È una chiamata alle armi per gli imprenditori: non siate egoisti. 
«Bisogna restaurare le Marche, non i singoli pezzi. Lo dico ad associazioni e politica: dobbiamo far crescere le piccole e medie imprese».
Cosa pensa dell’aeroporto?
«Speriamo riparta. Vedere questo sciopero di 14 persone è imbarazzante: io avrei sistemato i conti in modo diverso».
Facile parlare.
«Noi nel Sanzio abbiamo messo 1,7 milioni di euro. Pensa che a me facesse piacere licenziare le persone? Ma se non avessi fatto così avrei chiuso l’azienda».
L’aeroporto è strategico, siamo una regione già confinata. 
«Va completata la Quadrilatero anche per le vallate da collegare. La ferrovia per Roma è un disastro».
Parliamo di turismo?
«Quando lo mettiamo in piedi? La Regione pensa di aver fatto molto. Qualcosa è nato: ma bisogna fare di più. Analisi di tutti i comparti, i singoli circuiti. E poi digitalizzando si può arrivare ovunque» 
La Regione di Ceriscioli dopo cinque anni ? 
«Il governatore è una brava persona. Ha commesso qualche errore con i dirigenti. E la nostra Bichisecchi è stata tenuta troppo tempo in sospeso».
È per una discontinuità a palazzo Raffaello?
«La sanità territoriale mi ha molto deluso. Recanati è stata depauperata, l’ospedale di bacino è diventato di Ancona Sud».
Lei è molto legato a Visso: la gestione del post sisma?
«Altro grave errore: non è accettabile quello che è successo. Siamo stati sempre presenti ma non siamo riusciti a sbloccare niente. Avrei occupato le strade per Visso e Muccia per chiedere attenzione. Qui si è parlato solo di Amatrice e Norcia. Ceriscioli è stato troppo prudente nell’aggredire i grossi problemi». 
Disconuità sì o no?
«Spero in un presidente di Regione più attento allo sviluppo economico e occupazionale. Mi reputo un moderato, un democristiano, progressista, innovatore ma con una squadra dietro le spalle. Senza la squadra non vai da nessuna parte».
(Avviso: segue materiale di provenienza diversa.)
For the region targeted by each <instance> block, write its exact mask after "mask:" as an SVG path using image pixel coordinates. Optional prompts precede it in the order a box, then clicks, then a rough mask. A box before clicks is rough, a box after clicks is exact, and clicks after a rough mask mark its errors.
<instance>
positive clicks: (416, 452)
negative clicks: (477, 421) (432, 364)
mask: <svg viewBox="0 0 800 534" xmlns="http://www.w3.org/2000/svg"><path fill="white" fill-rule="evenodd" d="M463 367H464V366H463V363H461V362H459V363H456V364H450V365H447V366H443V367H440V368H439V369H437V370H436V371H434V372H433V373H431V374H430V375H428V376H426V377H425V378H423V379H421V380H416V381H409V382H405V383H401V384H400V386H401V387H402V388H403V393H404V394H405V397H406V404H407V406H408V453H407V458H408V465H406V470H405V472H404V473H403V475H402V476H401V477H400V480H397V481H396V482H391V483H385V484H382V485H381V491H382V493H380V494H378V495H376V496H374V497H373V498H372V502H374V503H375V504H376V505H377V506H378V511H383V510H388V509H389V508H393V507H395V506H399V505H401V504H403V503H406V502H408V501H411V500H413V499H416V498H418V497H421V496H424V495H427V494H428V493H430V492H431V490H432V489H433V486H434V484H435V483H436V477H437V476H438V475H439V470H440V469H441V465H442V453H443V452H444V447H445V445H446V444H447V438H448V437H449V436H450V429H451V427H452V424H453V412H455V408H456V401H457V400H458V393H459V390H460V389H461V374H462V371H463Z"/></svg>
Potesse chiedere tre cose al nuovo governatore?
«Più cultura imprenditoriale, investire sulla ricerca innovativa. E infrastrutture».
Se il nuovo governatore le chiedesse: mi dai una mano? 
«Sono a disposizione ma incarichi operativi no. Devo prendermi qualche vacanza, ha ragione mia moglie».